Each panel correspond to a region: Brittany (A), Burgundy (B), Landes (C) and South-East (D) Points the average Sørensen’s similarity between sites for each distance class. Lines represent the regression model based on the whole set of paired comparisons; for bacteria (grey) and fungi (black). The equations for the regression models were as follows: (A) Brittany: Bacteria***: log10(Sørensen’s similarity) = −0.014×log10(geographic distance)−0.156; Fungi***: log10(Sørensen’s similarity) = −0.017×log10(geographic distance)−0.350; (B) Burgundy: Bacteria*** log10(Sørensen’s similarity) = −0.018×log10(geographic distance)−0.144; Fungi***: log10(Sørensen’s similarity) = −0.015×log10(geographic distance)−0.316; (C) Landes: Bacteria*: log10(Sørensen’s similarity) = −0.017×log10(geographic distance)−0.198; Fungi ns: log10(Sørensen’s similarity) = −0.012×log10(geographic distance)−0.357; (D) South-East: Bacteria***: log10(Sørensen’s similarity) = −0.027×log10(geographic distance)−0.101; Fungi***: log10(Sørensen’s similarity) = −0.019×log10(geographic distance)−0.298. A graph with points representing all paired-comparisions between sites as points can be found in Figure S2. Significance of the model is indicated as an exponent for each organism: ns: not significant; P<0.05: *; P<0.01: **, P<0.001: ***.

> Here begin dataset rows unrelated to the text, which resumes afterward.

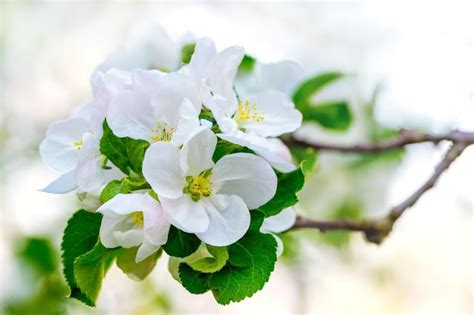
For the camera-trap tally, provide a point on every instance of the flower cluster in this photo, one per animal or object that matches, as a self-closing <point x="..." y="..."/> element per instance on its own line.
<point x="190" y="147"/>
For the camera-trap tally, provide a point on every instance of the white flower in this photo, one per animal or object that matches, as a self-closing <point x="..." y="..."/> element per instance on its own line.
<point x="281" y="76"/>
<point x="131" y="220"/>
<point x="71" y="146"/>
<point x="214" y="73"/>
<point x="279" y="223"/>
<point x="210" y="200"/>
<point x="148" y="47"/>
<point x="158" y="107"/>
<point x="252" y="119"/>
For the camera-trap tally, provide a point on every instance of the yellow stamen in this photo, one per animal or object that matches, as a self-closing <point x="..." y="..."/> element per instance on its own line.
<point x="161" y="133"/>
<point x="199" y="186"/>
<point x="77" y="144"/>
<point x="137" y="218"/>
<point x="246" y="112"/>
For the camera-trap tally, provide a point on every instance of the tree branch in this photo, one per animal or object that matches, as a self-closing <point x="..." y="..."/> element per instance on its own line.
<point x="405" y="137"/>
<point x="377" y="229"/>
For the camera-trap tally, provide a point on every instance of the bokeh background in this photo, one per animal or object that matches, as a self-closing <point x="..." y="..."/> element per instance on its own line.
<point x="419" y="55"/>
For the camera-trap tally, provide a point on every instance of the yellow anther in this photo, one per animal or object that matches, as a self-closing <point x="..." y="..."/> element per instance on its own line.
<point x="137" y="218"/>
<point x="199" y="186"/>
<point x="77" y="144"/>
<point x="161" y="133"/>
<point x="246" y="112"/>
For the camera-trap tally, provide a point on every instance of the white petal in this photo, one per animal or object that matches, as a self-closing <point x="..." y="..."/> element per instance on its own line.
<point x="247" y="176"/>
<point x="57" y="149"/>
<point x="89" y="174"/>
<point x="266" y="148"/>
<point x="196" y="154"/>
<point x="107" y="228"/>
<point x="280" y="115"/>
<point x="162" y="170"/>
<point x="122" y="204"/>
<point x="222" y="114"/>
<point x="204" y="53"/>
<point x="280" y="246"/>
<point x="222" y="74"/>
<point x="173" y="88"/>
<point x="185" y="214"/>
<point x="229" y="219"/>
<point x="280" y="222"/>
<point x="156" y="225"/>
<point x="128" y="238"/>
<point x="188" y="123"/>
<point x="145" y="250"/>
<point x="63" y="184"/>
<point x="130" y="114"/>
<point x="146" y="81"/>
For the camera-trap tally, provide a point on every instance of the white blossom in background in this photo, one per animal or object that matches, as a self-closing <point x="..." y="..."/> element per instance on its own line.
<point x="157" y="107"/>
<point x="71" y="146"/>
<point x="131" y="220"/>
<point x="248" y="120"/>
<point x="278" y="224"/>
<point x="283" y="76"/>
<point x="210" y="200"/>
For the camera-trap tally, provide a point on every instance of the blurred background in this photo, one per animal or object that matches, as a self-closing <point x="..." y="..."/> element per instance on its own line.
<point x="419" y="55"/>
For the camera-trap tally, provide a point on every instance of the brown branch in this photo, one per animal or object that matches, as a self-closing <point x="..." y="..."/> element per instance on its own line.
<point x="376" y="230"/>
<point x="405" y="137"/>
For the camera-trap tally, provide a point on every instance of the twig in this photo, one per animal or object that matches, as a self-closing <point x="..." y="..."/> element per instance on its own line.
<point x="376" y="230"/>
<point x="405" y="137"/>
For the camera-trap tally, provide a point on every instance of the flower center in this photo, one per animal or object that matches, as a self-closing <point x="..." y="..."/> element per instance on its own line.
<point x="78" y="144"/>
<point x="247" y="112"/>
<point x="137" y="218"/>
<point x="199" y="186"/>
<point x="161" y="133"/>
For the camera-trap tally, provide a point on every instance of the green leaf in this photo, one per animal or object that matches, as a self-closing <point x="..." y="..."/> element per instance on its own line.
<point x="216" y="261"/>
<point x="288" y="185"/>
<point x="123" y="186"/>
<point x="136" y="271"/>
<point x="332" y="115"/>
<point x="125" y="153"/>
<point x="310" y="87"/>
<point x="335" y="115"/>
<point x="80" y="236"/>
<point x="306" y="158"/>
<point x="181" y="244"/>
<point x="250" y="263"/>
<point x="194" y="281"/>
<point x="247" y="64"/>
<point x="90" y="269"/>
<point x="187" y="52"/>
<point x="111" y="190"/>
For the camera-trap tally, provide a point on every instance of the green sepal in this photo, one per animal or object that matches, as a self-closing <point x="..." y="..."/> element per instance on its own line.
<point x="125" y="153"/>
<point x="136" y="271"/>
<point x="288" y="185"/>
<point x="181" y="244"/>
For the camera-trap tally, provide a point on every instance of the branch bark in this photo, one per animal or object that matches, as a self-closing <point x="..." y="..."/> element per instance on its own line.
<point x="377" y="229"/>
<point x="405" y="137"/>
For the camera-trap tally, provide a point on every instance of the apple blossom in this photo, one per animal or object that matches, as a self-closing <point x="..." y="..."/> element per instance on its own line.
<point x="210" y="200"/>
<point x="71" y="146"/>
<point x="250" y="119"/>
<point x="158" y="107"/>
<point x="131" y="220"/>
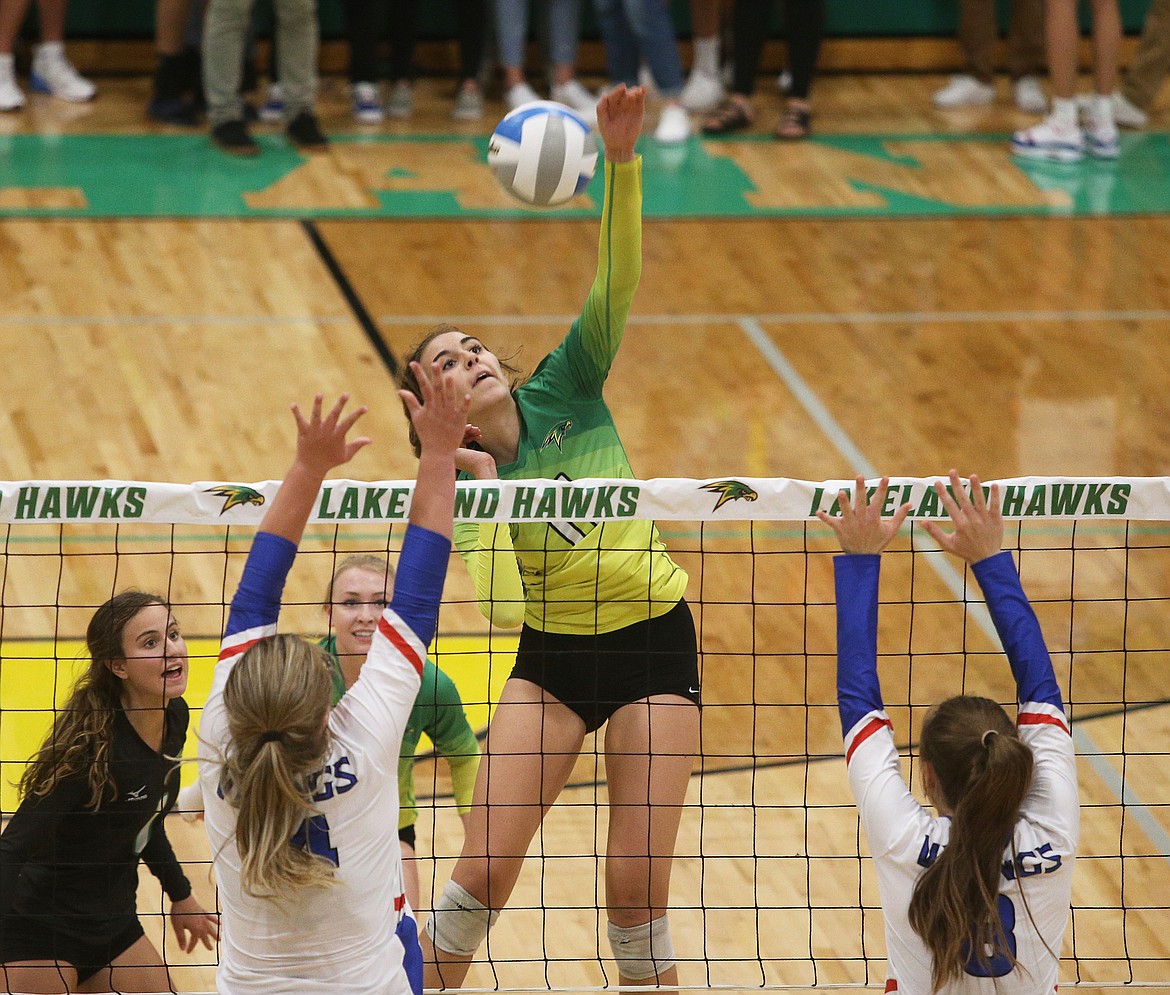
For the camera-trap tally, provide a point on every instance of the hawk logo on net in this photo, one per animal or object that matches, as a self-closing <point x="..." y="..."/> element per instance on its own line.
<point x="235" y="494"/>
<point x="557" y="434"/>
<point x="730" y="491"/>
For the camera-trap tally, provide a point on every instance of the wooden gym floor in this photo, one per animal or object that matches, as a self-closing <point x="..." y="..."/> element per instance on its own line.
<point x="985" y="317"/>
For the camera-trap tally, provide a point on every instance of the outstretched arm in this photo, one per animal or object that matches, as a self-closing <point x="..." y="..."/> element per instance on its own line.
<point x="619" y="255"/>
<point x="888" y="810"/>
<point x="978" y="537"/>
<point x="862" y="534"/>
<point x="440" y="421"/>
<point x="321" y="446"/>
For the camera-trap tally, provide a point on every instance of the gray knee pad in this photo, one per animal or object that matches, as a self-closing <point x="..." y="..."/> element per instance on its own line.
<point x="645" y="951"/>
<point x="460" y="923"/>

https://doi.org/10.1371/journal.pone.0111667.g002

Community composition turnover rates were derived from the parameters of the linear regression. The community composition turnover rates for the bacterial and fungal communities ranged from 0.006 to 0.013 (Table 1). No significant differences were highlighted between these organisms when the community composition turnover rates were compared within each region. When the community composition turnover of bacterial or fungal communities was compared between regions, a significant difference was only found between Brittany and the South-East (P<0.05) for bacteria.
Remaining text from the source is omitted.